For the initial phase of transduction, cells were kept in the
same culture medium as described except for the concentration of each cytokine, which
was 2-times higher than the above mentioned final concentration (2X medium). Six
hours later, the culture was fed with fresh GCsapM-ADA supernatant at the equal
volume with the 2X medium, and cultured overnight for the second phase of
transduction on the same day. On day -2, cells were collected, resuspended in a 50:50
mixture of 2X medium and the GCsapM-ADA supernatant, and returned to the original
culture bag.
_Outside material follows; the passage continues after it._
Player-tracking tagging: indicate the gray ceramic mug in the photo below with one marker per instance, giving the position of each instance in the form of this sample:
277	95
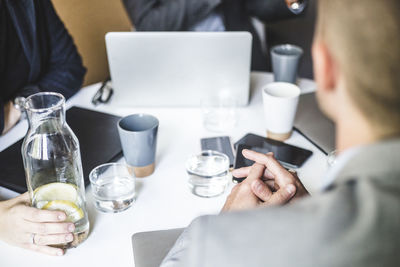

The same transduction procedure was performed on day -1. On day 0,
transduced cells were collected and characterized, with a final cell yield of 2.88 x 107
(98.0% viable) and 5.66 x 107 (99.0% viable) for pt 1 and pt 2, respectively. After
sampling for analysis, the remaining cells were resuspended in ~20 ml of normal saline
containing 1% HSA, and infused intravenously, with 2.74 x 107 cells (70.7% CD34+)
and 5.52 x 107 cells (66.6% CD34+) administered to pt 1 and pt 2, respectively.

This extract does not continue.